"A estrutura estabelecida diz que o artista deve expor numa galeria ou num museu. Obviamente aqui [nos armazéns Bon Marché] estamos a transgredir a tradição. Mas em vez de fechar o meio artístico, estes locais abrem os públicos para o meio artístico. A arte contemporânea, quanto mais vista, mais influência tem e mais altera as formas de pensar. Ora, vir a estes locais mais inusitados para a arte contemporânea é ampliar a sua intervenção na sociedade", disse a artista portuguesa em entrevista à Lusa na capital francesa.
A exposição de Joana Vasconcelos no Bon Marché é inaugurada oficialmente na quinta-feira e fica patente até dia 17 de fevereiro, englobando uma das suas Valquírias com 30 metros que abrange a escadaria principal e os três andares deste armazém parisiense, assim como as suas montras que dão para algumas das ruas mais prestigiadas da margem esquerda do Sena.
A valquíria, figura recorrente na obra da artista portuguesa, tem desta vez o nome de Simone, inspirada tanto na política e ativista Simone Veil como na escritora e filósofa Simone de Beauvoir, mulheres que Joana Vasconcelos considera como "grandes personagens francesas".
"É a ideia que há mulheres que marcam a sua cultura e a transformam, trazendo uma nova perspetiva para a cultura onde se inserem. A ideia de transformação é o que me interessa, mulheres que no seu tempo transformaram através da sua perspetiva. É uma projeção da minha parte, era o que eu gostava de fazer no meu tempo", explicou a artista.
Desta vez, é uma valquíria inteiramente branca - inserida no tradicional mês do branco do Bon Marché que nos últimos quatro anos tem chamado alguns dos artistas mais prestigiados da arte contemporânea para expor no seu espaço - intercalando tricot, crochet e LED que envolve o percurso dos clientes desta loja francesa.
"Há uma interação de técnicas entre o ‘craft’ e as tecnologias, nós misturamos duas coisas que no mundo existem separadamente. Nós construímos coisas grandes com uma técnica que usa as mãos", descreveu Joana Vasconcelos, revelando que este projeto demorou cerca de dois anos a ser concluído, teve o contributo de mais de 60 pessoas e que vieram cerca de dez pessoas do seu ateliê para a montagem na capital francesa - que está a decorrer desde o início do ano.
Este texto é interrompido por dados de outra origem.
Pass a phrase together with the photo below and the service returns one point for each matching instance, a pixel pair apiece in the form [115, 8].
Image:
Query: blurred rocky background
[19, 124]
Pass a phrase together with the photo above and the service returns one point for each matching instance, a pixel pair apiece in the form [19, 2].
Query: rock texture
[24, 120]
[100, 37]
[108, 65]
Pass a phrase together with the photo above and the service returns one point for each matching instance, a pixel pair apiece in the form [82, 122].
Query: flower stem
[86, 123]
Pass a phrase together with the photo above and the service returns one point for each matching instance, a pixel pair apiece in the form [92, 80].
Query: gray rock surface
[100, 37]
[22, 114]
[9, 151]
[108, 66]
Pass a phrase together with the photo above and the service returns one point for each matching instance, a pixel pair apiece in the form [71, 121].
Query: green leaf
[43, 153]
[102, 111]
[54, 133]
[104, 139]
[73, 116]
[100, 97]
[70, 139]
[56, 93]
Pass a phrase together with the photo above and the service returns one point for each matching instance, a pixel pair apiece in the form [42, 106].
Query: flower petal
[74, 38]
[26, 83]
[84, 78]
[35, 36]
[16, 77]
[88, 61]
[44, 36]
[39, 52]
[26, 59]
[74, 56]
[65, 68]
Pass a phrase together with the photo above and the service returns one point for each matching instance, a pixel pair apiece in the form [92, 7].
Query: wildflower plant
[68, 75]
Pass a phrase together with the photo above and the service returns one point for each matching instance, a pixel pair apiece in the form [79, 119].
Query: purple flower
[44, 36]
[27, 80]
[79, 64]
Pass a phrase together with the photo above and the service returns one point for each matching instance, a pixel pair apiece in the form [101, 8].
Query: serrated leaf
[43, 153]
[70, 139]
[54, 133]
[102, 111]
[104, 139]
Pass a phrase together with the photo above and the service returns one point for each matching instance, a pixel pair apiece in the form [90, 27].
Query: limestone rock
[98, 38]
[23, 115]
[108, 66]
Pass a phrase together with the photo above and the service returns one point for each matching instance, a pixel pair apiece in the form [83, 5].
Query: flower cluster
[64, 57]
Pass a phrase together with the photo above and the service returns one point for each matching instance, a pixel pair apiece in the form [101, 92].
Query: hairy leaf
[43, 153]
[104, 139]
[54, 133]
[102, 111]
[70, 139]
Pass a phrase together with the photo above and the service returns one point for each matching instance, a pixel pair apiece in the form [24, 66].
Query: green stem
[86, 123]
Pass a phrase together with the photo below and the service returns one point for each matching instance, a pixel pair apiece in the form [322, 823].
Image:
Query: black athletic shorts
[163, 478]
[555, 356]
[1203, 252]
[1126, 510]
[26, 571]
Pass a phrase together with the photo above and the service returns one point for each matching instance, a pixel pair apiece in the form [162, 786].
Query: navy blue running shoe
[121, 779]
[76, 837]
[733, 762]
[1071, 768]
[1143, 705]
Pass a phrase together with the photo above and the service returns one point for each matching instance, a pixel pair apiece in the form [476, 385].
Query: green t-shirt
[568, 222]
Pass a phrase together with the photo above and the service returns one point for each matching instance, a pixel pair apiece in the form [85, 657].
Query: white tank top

Para Vasconcelos, é um regresso às suas origens. Nascida em Paris, onde viveu até aos quatro anos, e educada em Portugal, a artista admite que esta seria a segunda cidade, depois de Lisboa, onde poderia viver devido à relação que mantém a capital francesa a diversos níveis.
"A minha relação com Paris é bastante íntima, pessoal e, ao mesmo tempo, profissional. Eu nasci aqui há 47 anos e todo este tempo depois estou a colocar aqui duas peças: uma que é o ‘Coração de Paris’, na Porta de Clignancourt, onde eu nasci e onde o meu coração começou a bater, e estou a vir ao Bon Marché, que é um local iconográfico da história francesa onde integro aqui uma dimensão do luxo, do social", disse a artista portuguesa.
O projeto do “Coração de Paris” foi escolhido pelos habitantes do 18.º bairro e pela Câmara Municipal, tendo inauguração prevista entre o fim de janeiro e o início de fevereiro.
A artista não esquece as dificuldades passadas pelos pais na transição entre Portugal e França e considera "um privilégio" ter nascido e crescido em democracia.
"Eu sou a primeira fornada a ser educada desde a primeira classe em democracia em Portugal e isso significa um privilégio grande e agora, com a minha idade, quem deu valor a essa democracia e ao país que temos, está em locais de destaque naquilo que faz. É na minha geração que se recoloca o país no mapa. Assim como os portugueses da diáspora também têm lugares importantes e olham para Portugal de outra maneira. É fruto dessa democracia", resumiu a artista.
Joana Vasconcelos inaugura, no dia 14 de fevereiro, uma exposição em Serralves, no Porto, e nos meses seguintes vai ainda expor em Colónia, na Alemanha, Edimburgo, na Escócia, Roterdão, na Holanda e Madrid, em Espanha.